なんと、俺、この美少女の膝枕で眠っていた!?
「ほぇっ!」
驚いて奇声を発して飛び起きた俺を見て美少女は、にっこりと笑みを浮かべた。
「気が付かれました?中田 セツさん」
俺は、どきどきを押さえることができなかった。
だって、だてに20歳過ぎても童貞じゃねぇんだよ!
女子の膝枕なんて刺激がつよすぎるって!
俺は、ちらちらと挙動不審さを隠すことなくその美少女を見つめていた。
うん。
間違いなく極上の美少女だった。
まるで背中に白い羽でも隠していそうな美少女。
ふわふわの少しカールした柔らかそうな光りに透ける金色の髪に、淡い紫色の瞳。
なぜか、服装はセーラー服だったが、気にしない!
「あの、俺、その、どうしてここに?」
くらくらするおつむでパニックになりかけている俺を見て美少女はくすっとかわいらしく笑った。
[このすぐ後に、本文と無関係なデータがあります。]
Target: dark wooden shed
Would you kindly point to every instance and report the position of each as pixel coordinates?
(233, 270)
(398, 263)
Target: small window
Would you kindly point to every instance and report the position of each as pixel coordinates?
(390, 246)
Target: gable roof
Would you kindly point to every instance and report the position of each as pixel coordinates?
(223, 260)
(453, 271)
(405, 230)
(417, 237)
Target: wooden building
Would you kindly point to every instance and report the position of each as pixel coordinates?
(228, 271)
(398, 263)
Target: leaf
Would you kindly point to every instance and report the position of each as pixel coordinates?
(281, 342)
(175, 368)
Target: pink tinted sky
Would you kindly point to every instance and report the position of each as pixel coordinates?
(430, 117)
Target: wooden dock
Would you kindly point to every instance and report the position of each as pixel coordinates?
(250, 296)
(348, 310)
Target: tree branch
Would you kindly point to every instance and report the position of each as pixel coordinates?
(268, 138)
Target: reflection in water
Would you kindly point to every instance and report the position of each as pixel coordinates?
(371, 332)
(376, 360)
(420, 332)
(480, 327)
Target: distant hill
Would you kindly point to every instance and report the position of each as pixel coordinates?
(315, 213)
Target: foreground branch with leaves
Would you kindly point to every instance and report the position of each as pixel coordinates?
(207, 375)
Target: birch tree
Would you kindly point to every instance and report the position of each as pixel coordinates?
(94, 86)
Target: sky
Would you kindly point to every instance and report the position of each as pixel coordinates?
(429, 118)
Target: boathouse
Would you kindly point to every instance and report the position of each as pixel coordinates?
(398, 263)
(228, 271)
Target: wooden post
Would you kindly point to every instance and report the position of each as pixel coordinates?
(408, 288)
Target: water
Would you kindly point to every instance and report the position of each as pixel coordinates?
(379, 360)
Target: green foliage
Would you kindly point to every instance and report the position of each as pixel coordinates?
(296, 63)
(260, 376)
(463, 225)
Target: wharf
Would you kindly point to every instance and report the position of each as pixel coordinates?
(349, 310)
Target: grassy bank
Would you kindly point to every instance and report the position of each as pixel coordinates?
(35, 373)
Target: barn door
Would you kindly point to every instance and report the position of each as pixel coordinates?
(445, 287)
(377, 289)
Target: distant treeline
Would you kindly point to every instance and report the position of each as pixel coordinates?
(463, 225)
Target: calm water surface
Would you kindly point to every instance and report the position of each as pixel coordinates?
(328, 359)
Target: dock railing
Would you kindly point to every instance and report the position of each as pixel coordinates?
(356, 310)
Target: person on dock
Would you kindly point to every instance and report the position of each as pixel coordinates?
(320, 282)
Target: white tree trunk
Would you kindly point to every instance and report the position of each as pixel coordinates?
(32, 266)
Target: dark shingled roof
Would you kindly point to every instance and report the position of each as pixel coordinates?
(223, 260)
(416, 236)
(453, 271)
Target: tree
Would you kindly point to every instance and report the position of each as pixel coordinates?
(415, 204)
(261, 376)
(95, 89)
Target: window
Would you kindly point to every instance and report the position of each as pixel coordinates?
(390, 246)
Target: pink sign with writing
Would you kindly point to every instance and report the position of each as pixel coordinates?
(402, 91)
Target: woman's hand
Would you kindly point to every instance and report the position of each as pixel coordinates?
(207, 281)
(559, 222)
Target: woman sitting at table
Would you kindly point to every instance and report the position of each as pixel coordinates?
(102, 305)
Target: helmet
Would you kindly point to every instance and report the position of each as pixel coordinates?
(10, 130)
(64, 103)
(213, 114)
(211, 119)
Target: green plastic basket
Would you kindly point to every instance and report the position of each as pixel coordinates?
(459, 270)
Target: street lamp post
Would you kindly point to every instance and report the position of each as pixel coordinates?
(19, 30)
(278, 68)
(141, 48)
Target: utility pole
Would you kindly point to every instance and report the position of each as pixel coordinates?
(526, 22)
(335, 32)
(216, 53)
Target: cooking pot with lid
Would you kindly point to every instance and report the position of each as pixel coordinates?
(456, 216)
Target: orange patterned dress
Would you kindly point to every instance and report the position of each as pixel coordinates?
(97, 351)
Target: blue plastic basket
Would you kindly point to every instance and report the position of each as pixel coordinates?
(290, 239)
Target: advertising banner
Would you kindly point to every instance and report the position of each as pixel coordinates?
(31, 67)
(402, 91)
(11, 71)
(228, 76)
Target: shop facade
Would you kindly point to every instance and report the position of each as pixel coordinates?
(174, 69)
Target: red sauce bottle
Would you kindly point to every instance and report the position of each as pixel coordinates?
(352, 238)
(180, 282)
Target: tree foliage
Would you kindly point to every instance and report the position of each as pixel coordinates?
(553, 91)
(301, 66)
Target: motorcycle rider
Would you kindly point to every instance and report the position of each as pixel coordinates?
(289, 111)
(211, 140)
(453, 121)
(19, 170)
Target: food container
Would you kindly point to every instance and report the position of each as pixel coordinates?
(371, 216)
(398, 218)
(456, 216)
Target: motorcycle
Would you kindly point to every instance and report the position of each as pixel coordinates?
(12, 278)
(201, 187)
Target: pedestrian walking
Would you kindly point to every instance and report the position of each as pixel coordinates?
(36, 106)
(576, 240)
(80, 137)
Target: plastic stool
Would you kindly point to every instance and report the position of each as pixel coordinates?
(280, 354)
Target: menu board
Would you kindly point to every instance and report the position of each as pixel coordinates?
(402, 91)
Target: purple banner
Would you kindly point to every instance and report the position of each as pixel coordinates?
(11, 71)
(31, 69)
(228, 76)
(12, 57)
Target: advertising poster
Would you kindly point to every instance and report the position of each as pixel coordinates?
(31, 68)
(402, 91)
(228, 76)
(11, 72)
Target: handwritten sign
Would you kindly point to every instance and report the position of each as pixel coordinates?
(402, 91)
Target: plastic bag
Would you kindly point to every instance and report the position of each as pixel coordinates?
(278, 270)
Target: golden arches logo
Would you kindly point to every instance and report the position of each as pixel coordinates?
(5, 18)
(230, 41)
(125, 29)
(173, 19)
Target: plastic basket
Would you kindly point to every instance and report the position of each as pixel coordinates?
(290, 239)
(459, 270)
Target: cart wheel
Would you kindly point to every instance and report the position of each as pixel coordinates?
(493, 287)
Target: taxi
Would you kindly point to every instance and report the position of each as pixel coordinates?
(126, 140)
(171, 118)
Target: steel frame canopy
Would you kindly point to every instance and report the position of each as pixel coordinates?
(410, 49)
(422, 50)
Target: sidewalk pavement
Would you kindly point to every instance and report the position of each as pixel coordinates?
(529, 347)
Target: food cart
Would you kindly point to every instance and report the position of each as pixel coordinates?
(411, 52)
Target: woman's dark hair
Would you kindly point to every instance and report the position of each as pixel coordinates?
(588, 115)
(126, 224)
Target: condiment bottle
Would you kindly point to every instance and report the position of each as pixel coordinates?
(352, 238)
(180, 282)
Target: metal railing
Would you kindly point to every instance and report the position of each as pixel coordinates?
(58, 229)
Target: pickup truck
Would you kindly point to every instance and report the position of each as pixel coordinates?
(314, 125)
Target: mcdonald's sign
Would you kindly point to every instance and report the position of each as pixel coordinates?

「落ち着いてください、セツさん。私は、あなたの見方だし、ここは完全に安全な場所ですから」
マジですか?
俺は、少し落ち着いてきてから周囲を見回した。
あれ?
ここは。
俺は、どこかで見た覚えのある場所だと思いながらもなかなかここがどこなのかわからずにいた。
うん。
俺は、記憶の中をたどり、ここがどこなのかを探した。
そうだ。
俺は、すとんと収まるのを感じた。
ここは、俺の家の近所の小さな神社の境内だった。
懐かしい。
子供の頃以来だ。
そう。
ここでよく遊んだんだよな。
メンバーは、幼馴染みの四人組。
途中から後輩も加わって5人になったけどな。
「なんで?」
「はい?」
美少女が俺を覗き込んだ。
近い!
近いって!
童貞舐めんなよ!
「俺、確か、さっきまで夜の、森の中に、いた?」
「はい」
美少女は頷いた。
「中田 セツさん。あなたは、お母様である中田 クレア様の手によって我がルージナルスへと送り込まれたのです。そして、そこで断罪されたり、オークの森に捨てられたりと、まあ、いろいろあった訳です」
オークの森?
記憶が鮮明によみがえり、俺は、頬がかぁっと火照ってくるのを感じていた。
あれは、全部、夢ってことでいいんですよね?
ただの、悪夢。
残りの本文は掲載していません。